Un soldat de l’opération Sentinelle a été légèrement blessé gare de l’Est, lundi 15 juillet vers 22 heures. Son assaillant, un homme connu de la justice pour un meurtre commis en 2018, a été interpellé, avant d’être interné en psychiatrie. Cette attaque survient à moins de deux semaines de la cérémonie d’ouverture des Jeux olympiques et met en avant le rôle clé des militaires dans le dispositif de sécurité. Car aux 35 000 forces de l’ordre déployées, il faut ajouter 15 000 militaires, dont 11 000 rien que dans la région parisienne.

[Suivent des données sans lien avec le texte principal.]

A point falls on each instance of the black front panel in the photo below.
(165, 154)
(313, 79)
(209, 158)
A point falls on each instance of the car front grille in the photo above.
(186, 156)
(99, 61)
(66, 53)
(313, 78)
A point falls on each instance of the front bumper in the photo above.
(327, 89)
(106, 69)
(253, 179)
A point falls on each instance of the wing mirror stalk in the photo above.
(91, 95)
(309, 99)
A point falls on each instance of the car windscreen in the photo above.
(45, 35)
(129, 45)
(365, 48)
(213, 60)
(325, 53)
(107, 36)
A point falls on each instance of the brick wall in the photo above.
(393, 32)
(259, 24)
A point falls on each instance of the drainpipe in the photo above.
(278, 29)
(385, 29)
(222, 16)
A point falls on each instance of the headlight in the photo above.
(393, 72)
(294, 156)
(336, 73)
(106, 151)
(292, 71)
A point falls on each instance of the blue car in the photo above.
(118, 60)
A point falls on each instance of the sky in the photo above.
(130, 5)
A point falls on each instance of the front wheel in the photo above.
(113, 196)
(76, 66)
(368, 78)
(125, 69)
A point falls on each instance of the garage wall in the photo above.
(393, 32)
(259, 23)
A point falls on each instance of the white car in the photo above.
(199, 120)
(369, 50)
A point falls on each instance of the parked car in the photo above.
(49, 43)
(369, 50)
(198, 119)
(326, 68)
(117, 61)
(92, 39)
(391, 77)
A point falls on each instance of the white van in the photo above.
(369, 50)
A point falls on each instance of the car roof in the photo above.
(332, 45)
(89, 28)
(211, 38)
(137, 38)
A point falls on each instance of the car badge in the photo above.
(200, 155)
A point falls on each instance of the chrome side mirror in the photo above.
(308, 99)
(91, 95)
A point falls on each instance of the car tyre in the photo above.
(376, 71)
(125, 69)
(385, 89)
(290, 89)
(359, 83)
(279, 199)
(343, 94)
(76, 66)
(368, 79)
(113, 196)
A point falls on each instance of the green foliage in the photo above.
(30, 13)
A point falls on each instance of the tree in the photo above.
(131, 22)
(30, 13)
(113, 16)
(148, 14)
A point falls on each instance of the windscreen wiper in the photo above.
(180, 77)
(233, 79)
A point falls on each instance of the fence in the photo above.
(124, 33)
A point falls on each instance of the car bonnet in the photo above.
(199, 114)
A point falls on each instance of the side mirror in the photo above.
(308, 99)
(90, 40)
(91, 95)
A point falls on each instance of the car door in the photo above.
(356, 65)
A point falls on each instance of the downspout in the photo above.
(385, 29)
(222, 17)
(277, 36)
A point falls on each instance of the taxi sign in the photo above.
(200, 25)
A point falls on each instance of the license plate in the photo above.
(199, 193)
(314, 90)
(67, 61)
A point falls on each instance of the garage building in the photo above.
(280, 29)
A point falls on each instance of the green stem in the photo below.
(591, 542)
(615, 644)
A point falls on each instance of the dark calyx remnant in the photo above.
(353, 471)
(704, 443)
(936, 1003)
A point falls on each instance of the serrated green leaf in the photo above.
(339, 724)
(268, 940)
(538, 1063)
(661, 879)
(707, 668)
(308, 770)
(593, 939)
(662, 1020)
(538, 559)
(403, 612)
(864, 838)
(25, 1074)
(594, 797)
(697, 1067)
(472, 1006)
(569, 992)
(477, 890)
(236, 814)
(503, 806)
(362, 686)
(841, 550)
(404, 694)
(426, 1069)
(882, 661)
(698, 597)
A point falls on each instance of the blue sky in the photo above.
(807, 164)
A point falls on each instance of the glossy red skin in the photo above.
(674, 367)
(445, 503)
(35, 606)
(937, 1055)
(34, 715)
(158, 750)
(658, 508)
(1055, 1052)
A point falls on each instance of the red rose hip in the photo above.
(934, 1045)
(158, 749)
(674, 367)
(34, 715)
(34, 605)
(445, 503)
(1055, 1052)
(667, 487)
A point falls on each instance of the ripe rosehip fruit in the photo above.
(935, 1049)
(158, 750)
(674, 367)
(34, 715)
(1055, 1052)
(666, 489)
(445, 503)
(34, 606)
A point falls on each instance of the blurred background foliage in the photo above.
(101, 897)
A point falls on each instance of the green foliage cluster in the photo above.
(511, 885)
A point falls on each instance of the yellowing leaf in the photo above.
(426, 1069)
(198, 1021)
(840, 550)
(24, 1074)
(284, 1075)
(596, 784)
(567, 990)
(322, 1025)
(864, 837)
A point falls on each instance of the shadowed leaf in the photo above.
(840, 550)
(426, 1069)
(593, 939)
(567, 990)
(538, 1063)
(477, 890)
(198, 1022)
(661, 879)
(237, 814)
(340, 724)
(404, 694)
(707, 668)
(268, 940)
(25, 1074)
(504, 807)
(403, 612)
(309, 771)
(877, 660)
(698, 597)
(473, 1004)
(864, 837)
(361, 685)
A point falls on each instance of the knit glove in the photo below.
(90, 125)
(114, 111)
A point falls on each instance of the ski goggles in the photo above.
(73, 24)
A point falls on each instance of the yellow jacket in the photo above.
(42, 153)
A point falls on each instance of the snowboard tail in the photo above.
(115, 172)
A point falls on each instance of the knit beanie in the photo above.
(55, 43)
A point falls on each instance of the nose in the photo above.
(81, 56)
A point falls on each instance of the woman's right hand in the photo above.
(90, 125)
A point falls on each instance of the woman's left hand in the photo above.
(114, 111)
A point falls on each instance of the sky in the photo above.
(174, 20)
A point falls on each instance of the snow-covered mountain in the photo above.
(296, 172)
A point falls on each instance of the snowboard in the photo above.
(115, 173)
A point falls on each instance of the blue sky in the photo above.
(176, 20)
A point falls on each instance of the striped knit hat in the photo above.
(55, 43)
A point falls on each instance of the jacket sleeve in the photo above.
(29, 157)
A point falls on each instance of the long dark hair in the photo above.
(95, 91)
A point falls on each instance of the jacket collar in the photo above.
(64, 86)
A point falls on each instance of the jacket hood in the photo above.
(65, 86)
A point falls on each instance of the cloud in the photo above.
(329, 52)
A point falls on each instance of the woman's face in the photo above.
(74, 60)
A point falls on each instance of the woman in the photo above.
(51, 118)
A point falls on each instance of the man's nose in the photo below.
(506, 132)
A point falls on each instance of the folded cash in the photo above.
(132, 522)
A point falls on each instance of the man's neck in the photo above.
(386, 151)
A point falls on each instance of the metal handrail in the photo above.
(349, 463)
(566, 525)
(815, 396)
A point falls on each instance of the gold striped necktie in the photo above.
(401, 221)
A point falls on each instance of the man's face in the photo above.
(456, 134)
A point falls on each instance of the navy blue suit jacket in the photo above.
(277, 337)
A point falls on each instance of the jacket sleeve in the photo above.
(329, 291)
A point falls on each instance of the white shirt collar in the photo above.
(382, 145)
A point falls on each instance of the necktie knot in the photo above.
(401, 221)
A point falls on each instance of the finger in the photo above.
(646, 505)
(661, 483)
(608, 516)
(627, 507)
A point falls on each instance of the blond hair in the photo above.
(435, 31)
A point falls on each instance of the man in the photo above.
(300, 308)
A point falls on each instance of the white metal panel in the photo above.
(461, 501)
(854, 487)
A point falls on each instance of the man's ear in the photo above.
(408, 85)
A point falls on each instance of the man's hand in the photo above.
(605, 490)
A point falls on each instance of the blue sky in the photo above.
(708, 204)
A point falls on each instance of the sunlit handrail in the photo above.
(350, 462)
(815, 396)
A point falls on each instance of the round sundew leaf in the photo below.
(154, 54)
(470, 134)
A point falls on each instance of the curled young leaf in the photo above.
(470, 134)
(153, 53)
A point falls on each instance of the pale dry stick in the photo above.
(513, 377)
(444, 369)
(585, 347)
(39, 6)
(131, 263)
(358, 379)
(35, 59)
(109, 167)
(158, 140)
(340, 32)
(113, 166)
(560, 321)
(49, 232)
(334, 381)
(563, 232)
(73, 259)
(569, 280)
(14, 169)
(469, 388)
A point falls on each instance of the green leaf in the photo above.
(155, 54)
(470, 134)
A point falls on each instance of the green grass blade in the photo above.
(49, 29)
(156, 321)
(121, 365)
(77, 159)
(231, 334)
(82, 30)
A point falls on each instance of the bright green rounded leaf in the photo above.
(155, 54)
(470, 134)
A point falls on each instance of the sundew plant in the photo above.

Tous effectuent des patrouilles dans les rues, gares et aéroports de France dans le cadre de l’opération Sentinelle. Déclenchée au lendemain des attentats de janvier 2015, sa première mission est la lutte antiterroriste. Depuis cette date, son utilité est souvent pointée du doigt. Lors des attentats de novembre 2015, une des patrouilles avait monté des barricades improvisées près des terrasses, quand une autre avait refusé d’appuyer les premiers policiers entrés dans le Bataclan.
Sentinelle visée par six attaques terroristes
Entre 2015 et 2018, les patrouilles Sentinelle ont été visées par six attaques de nature terroriste, faisant neuf blessés parmi les militaires. En février 2017, c’est dans le carrousel du Louvre qu’un Égyptien attaque quatre soldats au couteau. Ils répliquent et le blessent grièvement. Scénario quasi similaire en mars de la même année dans le Hall 1 de l’aéroport d’Orly. Un homme tente d’arracher l’arme d’une militaire avant de se faire abattre. Tous deux se revendiquaient de l’islam radical.
L’action des militaires de Sentinelle se révèle parfois décisive comme en octobre 2017 quand, sur le parvis de la gare Saint-Charles de Marseille, ils abattent un homme qui vient de poignarder deux jeunes femmes. En décembre 2018 à Strasbourg, ils tirent et blessent au bras l’individu qui a tué cinq personnes lors du traditionnel marché de Noël.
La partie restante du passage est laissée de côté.